Late last week, the Washington Post had an article asking the question whether nuclear power plants are at risk of cyber attack. The article was keyed to a much lengthier, detailed report from the Nuclear Threat Initiative (a non-profit associated with The Economist, and chaired by former US Senator Sam Nunn). The short version of the report is that at least twenty different countries that have nuclear power facilities or nuclear weapons material “do not even have basic requirements to protect nuclear facilities from cyber attacks.’ [To be clear, the main focus of the report is on physical security of nuclear plants and material against theft and sabatoge. This is the first report from the NTI to add an assessment of cyber risk.]
I suppose that the report reflects a nice meme of today’s discourse. After all, an attack on a Chinese nuclear facility was the opening crisis in the recent movie Blackhat (a movie that did its best to misrepresent the practice of cybersecurity in as many ways as possible).
Nonetheless, I find the report a bit disappointing. The NTI assessment is based on a legal and policy analysis, not a practical examination of actual vulnerability. Thus the report’s cyber assessment is based on the following questions:
- Do domestic laws, regulations, or licensing requirements require nuclear facilities to have protection from a cyber attack?
- Do domestic laws, regulations, or licensing requirements require nuclear facilities to protect critical digital assets from a cyber attack?
- Does the state consider cyber threats in its threat assessment or design basis threat for nuclear facilities?
- Does the regulator require a performance-based program, which includes tests and assessments?

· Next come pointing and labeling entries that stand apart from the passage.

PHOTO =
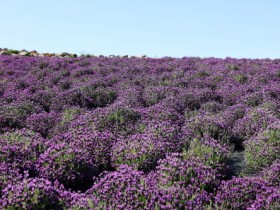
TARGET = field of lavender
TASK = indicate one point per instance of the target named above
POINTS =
(139, 133)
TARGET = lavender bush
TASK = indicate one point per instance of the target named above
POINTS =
(139, 133)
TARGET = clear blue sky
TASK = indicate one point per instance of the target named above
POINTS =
(157, 28)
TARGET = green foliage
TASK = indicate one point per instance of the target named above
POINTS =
(263, 150)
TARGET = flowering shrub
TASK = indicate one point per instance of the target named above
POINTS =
(240, 193)
(139, 133)
(31, 194)
(262, 150)
(22, 147)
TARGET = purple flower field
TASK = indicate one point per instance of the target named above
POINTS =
(139, 133)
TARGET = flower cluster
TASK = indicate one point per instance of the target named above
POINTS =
(139, 133)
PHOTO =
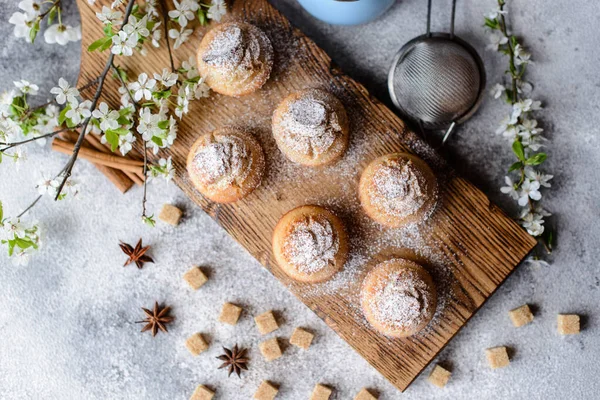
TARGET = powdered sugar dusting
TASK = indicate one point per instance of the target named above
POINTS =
(223, 160)
(238, 51)
(310, 126)
(399, 188)
(400, 302)
(312, 245)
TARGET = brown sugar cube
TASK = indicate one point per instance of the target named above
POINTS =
(270, 349)
(301, 338)
(497, 357)
(202, 393)
(364, 394)
(521, 315)
(568, 324)
(439, 376)
(196, 344)
(266, 322)
(230, 314)
(170, 214)
(195, 278)
(321, 392)
(266, 391)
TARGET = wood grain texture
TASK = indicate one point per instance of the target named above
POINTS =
(469, 246)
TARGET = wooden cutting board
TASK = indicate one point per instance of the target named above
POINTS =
(470, 246)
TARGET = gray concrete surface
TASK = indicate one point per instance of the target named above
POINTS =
(67, 326)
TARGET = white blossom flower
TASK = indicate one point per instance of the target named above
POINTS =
(168, 78)
(182, 101)
(509, 189)
(62, 34)
(125, 142)
(123, 44)
(26, 87)
(521, 56)
(23, 23)
(497, 90)
(497, 40)
(9, 130)
(542, 179)
(217, 9)
(529, 128)
(201, 89)
(48, 186)
(79, 111)
(529, 189)
(523, 106)
(534, 223)
(108, 118)
(14, 229)
(19, 156)
(183, 11)
(495, 13)
(148, 124)
(180, 36)
(21, 257)
(107, 16)
(143, 87)
(64, 92)
(156, 35)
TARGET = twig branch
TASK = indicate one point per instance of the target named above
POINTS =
(69, 166)
(33, 139)
(163, 5)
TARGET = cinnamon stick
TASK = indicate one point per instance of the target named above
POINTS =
(95, 142)
(98, 157)
(117, 177)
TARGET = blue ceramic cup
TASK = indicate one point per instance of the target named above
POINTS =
(346, 12)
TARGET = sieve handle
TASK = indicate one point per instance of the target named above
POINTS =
(451, 18)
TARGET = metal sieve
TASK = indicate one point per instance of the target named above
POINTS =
(437, 79)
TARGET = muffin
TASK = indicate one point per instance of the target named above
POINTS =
(311, 127)
(226, 164)
(398, 298)
(235, 58)
(398, 189)
(310, 244)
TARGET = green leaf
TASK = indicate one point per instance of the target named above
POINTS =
(518, 150)
(157, 140)
(515, 166)
(202, 16)
(112, 137)
(492, 23)
(99, 44)
(536, 159)
(63, 115)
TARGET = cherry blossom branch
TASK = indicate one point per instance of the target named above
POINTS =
(163, 5)
(71, 163)
(33, 139)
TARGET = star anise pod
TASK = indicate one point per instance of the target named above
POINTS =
(235, 359)
(136, 255)
(156, 319)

Based on this criteria, thirteen states (including the US, Russia, Taiwan and even Belarus) have the maximum cyber security score. But are they really safe?
Not that you can really tell. As I’ve said, the NTI report it is mostly a legal and policy assessment which gives us little insight into practical aspects of cyber vulnerability, even in the 13 states that score high on the assessment matrix. More to the point, nuclear plants have many pathways of illicit access. As even the report implicitly acknowledges with its emphasis on theft and sabatoge, an insider threat is much greater than a cyber attack — and in a world of limited resources, defenders must address the more likely pathways of attack first.
In addition, the nuclear power domain is very heterogenous. There aren’t many similarities (if any) between the SCADA control systems in China and those in the US, or between either of those and Belarus. So the attack surface of nuclear plants is highly variable. And it seems to me that the presence or absence of law and policy are secondary questions to the much larger one of cyber practice. In that regard the report may be on to something — though it seems to miss the point a bit. The real challenge is one of awareness — to have the nuclear industry integrate cybersecurity practices into its culture of physical security and safe operations. But that point is buried in the report and doesn’t surface into the scare-mongering headlines of newspaper reports.
Bottom line: cybersecurity is hard, detailed work. It involves culture, training, engineering as well as law and policy. Starting at the top is probably the wrong place to begin.